The method behind the madness:

I cooked some sugar with corn syrup to hard crack stage, avoiding any color.  I poured a small amount on a silpat, warmed it up and rolled it paper thin.  I trimmed off the excess and formed it around a square shaped object to make a clear tower.  Most pros will recognize the style of Oriol Balageur (a Spanish pastry chef extraordinaire) in this.

I layered the gingerbread version of fruitcake with an eggnog cream made in an isi whipped cream canister.  The cream is made with this-

gallery_10108_3240_28917.jpg

I learned about Stroh Rum from my previous boss.  I think the story is, his mother-in-law is Eastern European and uses this in every dessert she makes.  It has a butterscotch-y aroma and as the label says...it is 80% alcohol!!!  Strong stuff.
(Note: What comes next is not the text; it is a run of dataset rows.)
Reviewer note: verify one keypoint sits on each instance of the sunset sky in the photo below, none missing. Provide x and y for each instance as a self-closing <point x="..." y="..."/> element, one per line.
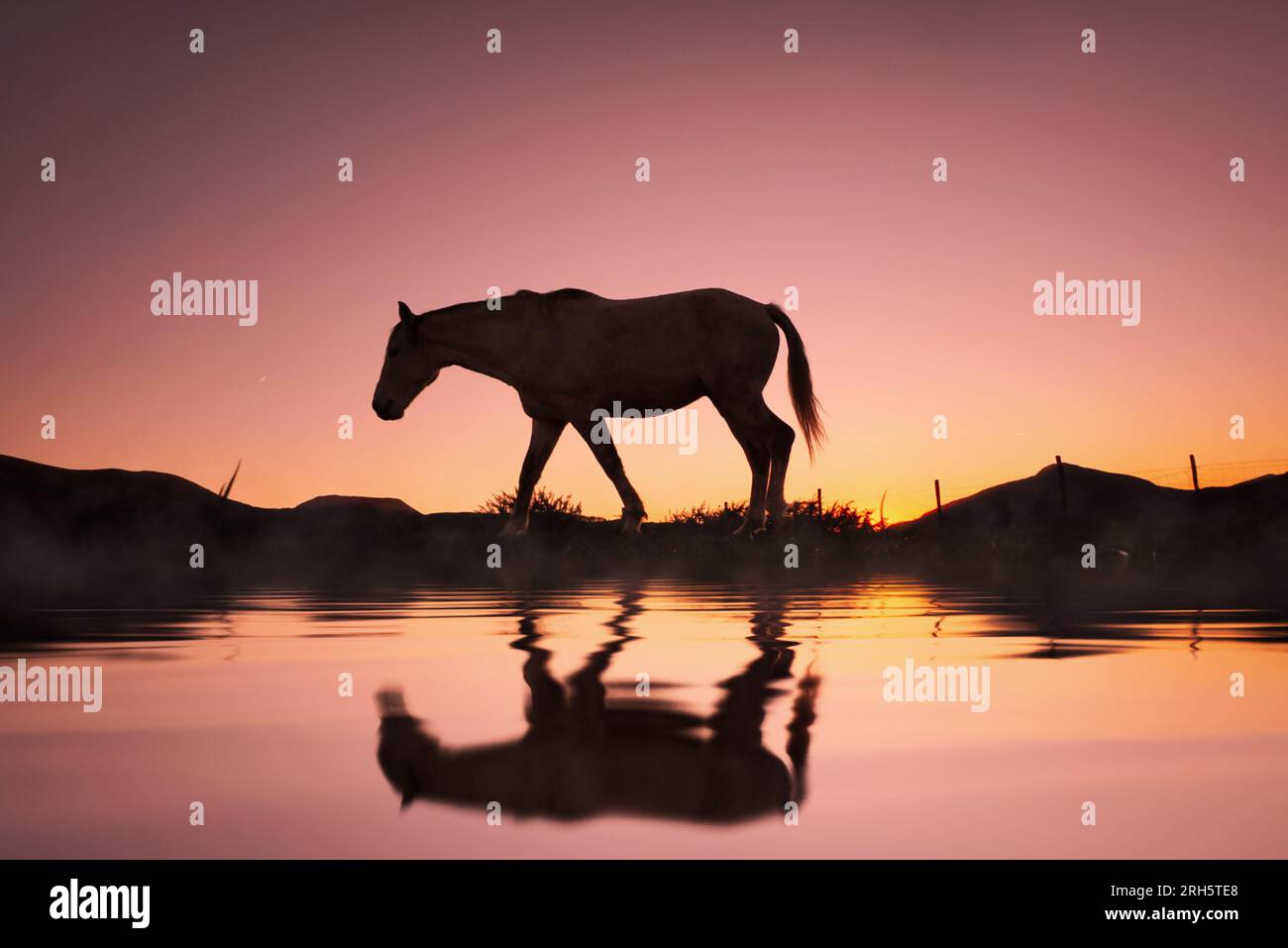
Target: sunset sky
<point x="768" y="170"/>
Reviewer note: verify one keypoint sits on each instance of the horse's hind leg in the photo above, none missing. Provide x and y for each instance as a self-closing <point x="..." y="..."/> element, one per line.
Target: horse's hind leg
<point x="781" y="451"/>
<point x="750" y="430"/>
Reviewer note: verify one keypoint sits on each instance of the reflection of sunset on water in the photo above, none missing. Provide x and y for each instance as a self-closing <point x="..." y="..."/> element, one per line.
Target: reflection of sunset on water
<point x="1127" y="707"/>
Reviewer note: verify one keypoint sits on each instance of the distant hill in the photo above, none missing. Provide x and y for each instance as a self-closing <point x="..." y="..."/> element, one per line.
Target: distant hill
<point x="1237" y="532"/>
<point x="125" y="535"/>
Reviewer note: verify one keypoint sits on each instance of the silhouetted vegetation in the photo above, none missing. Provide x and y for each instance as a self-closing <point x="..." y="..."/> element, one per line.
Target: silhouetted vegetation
<point x="544" y="504"/>
<point x="114" y="535"/>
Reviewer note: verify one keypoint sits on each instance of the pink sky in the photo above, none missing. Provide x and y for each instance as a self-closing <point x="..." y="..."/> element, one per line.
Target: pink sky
<point x="768" y="170"/>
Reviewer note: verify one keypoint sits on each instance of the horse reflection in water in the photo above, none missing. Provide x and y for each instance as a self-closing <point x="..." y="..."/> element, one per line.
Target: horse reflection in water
<point x="585" y="755"/>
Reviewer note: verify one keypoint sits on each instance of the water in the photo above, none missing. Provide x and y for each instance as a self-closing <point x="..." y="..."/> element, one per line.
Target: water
<point x="756" y="698"/>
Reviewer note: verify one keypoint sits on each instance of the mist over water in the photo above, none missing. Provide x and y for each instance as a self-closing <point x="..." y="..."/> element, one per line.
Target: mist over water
<point x="653" y="719"/>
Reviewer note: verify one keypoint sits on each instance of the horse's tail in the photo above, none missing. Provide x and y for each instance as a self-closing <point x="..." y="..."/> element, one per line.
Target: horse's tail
<point x="799" y="381"/>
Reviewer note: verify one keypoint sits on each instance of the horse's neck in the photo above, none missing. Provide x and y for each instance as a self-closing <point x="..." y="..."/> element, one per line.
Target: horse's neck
<point x="478" y="339"/>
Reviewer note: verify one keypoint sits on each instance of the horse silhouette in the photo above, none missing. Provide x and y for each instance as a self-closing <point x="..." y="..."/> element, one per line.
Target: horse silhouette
<point x="585" y="755"/>
<point x="572" y="356"/>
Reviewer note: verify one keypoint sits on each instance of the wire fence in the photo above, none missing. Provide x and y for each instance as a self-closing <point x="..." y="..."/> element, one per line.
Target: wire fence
<point x="898" y="504"/>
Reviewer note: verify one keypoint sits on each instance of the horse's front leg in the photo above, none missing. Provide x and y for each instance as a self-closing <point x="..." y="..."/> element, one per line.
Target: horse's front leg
<point x="545" y="436"/>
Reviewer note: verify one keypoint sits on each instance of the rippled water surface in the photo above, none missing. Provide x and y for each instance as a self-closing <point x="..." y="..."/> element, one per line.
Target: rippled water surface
<point x="651" y="720"/>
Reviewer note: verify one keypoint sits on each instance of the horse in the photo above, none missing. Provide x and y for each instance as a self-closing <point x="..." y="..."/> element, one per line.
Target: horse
<point x="571" y="353"/>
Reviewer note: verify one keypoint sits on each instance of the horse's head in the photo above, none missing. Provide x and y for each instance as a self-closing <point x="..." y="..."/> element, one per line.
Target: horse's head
<point x="408" y="368"/>
<point x="407" y="754"/>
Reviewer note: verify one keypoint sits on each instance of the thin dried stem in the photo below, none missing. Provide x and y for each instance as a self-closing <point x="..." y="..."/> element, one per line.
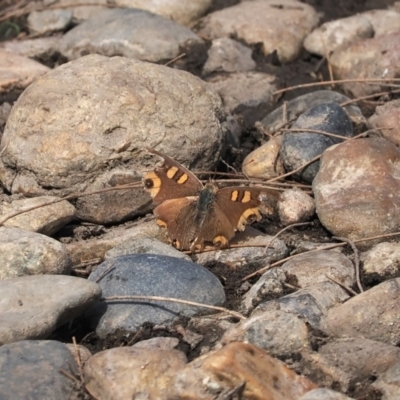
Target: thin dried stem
<point x="331" y="246"/>
<point x="69" y="197"/>
<point x="173" y="300"/>
<point x="175" y="59"/>
<point x="356" y="259"/>
<point x="283" y="230"/>
<point x="325" y="83"/>
<point x="317" y="131"/>
<point x="350" y="290"/>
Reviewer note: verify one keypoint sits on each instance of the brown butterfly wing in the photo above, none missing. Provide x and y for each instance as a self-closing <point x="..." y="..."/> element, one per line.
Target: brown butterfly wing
<point x="178" y="215"/>
<point x="241" y="205"/>
<point x="171" y="181"/>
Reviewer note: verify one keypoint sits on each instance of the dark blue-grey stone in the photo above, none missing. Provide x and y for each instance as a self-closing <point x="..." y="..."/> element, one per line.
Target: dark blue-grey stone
<point x="30" y="369"/>
<point x="151" y="275"/>
<point x="294" y="108"/>
<point x="300" y="147"/>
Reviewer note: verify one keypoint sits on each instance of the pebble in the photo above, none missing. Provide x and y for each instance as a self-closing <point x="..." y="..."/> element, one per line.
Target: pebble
<point x="228" y="55"/>
<point x="132" y="373"/>
<point x="278" y="119"/>
<point x="80" y="12"/>
<point x="222" y="371"/>
<point x="269" y="286"/>
<point x="264" y="161"/>
<point x="30" y="369"/>
<point x="5" y="110"/>
<point x="333" y="34"/>
<point x="281" y="29"/>
<point x="382" y="261"/>
<point x="43" y="48"/>
<point x="239" y="257"/>
<point x="244" y="91"/>
<point x="145" y="245"/>
<point x="162" y="343"/>
<point x="310" y="268"/>
<point x="367" y="59"/>
<point x="372" y="314"/>
<point x="130" y="33"/>
<point x="387" y="119"/>
<point x="48" y="21"/>
<point x="346" y="361"/>
<point x="383" y="21"/>
<point x="280" y="333"/>
<point x="344" y="201"/>
<point x="32" y="307"/>
<point x="18" y="72"/>
<point x="28" y="253"/>
<point x="295" y="206"/>
<point x="46" y="220"/>
<point x="389" y="383"/>
<point x="70" y="96"/>
<point x="300" y="147"/>
<point x="310" y="304"/>
<point x="151" y="275"/>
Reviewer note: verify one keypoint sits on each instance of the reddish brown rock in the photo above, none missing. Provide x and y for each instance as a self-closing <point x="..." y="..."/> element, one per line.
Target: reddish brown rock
<point x="131" y="373"/>
<point x="374" y="58"/>
<point x="387" y="118"/>
<point x="238" y="364"/>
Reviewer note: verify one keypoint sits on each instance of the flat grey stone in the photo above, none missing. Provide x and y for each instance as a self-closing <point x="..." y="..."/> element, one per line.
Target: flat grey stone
<point x="29" y="253"/>
<point x="145" y="245"/>
<point x="131" y="33"/>
<point x="150" y="275"/>
<point x="31" y="307"/>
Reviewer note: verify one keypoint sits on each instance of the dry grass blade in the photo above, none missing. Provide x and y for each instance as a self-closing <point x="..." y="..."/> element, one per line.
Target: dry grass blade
<point x="329" y="247"/>
<point x="283" y="230"/>
<point x="356" y="259"/>
<point x="70" y="197"/>
<point x="325" y="83"/>
<point x="173" y="300"/>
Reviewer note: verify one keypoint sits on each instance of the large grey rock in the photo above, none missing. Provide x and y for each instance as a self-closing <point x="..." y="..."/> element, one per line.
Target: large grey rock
<point x="28" y="253"/>
<point x="346" y="187"/>
<point x="31" y="307"/>
<point x="150" y="275"/>
<point x="18" y="72"/>
<point x="49" y="21"/>
<point x="30" y="369"/>
<point x="95" y="116"/>
<point x="367" y="59"/>
<point x="131" y="33"/>
<point x="333" y="34"/>
<point x="281" y="29"/>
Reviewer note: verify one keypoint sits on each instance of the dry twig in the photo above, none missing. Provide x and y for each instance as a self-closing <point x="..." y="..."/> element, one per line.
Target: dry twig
<point x="173" y="300"/>
<point x="356" y="259"/>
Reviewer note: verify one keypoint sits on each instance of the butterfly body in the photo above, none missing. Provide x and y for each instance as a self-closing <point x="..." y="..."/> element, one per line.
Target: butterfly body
<point x="194" y="213"/>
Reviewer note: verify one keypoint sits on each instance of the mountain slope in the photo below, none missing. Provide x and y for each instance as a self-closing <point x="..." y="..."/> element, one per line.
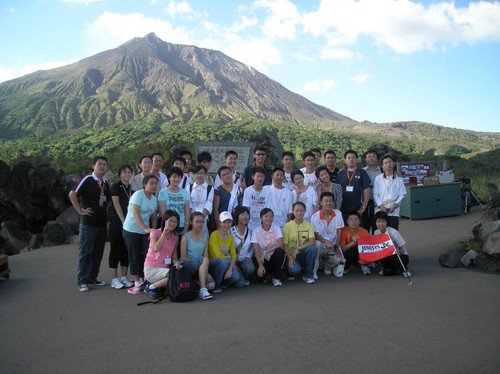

Off to the side of the tower is the boozy fruit poundcake.  I punched it out, panko-ed it and deep fried it.  It is resting on a small bed of boozy fruit and is surrounded by a pulled sugar ring (I just used the extra sugar that I used for the tower and heated it up to give it some color so that when I pulled it, it would be golden).

The sauce is just plain old chocolate sauce.

Bravaaa Alana , sorry I didnt follow all the thread , but the dessert looks awesome, very creative very beautiful , the tower is simple gourgeus!!!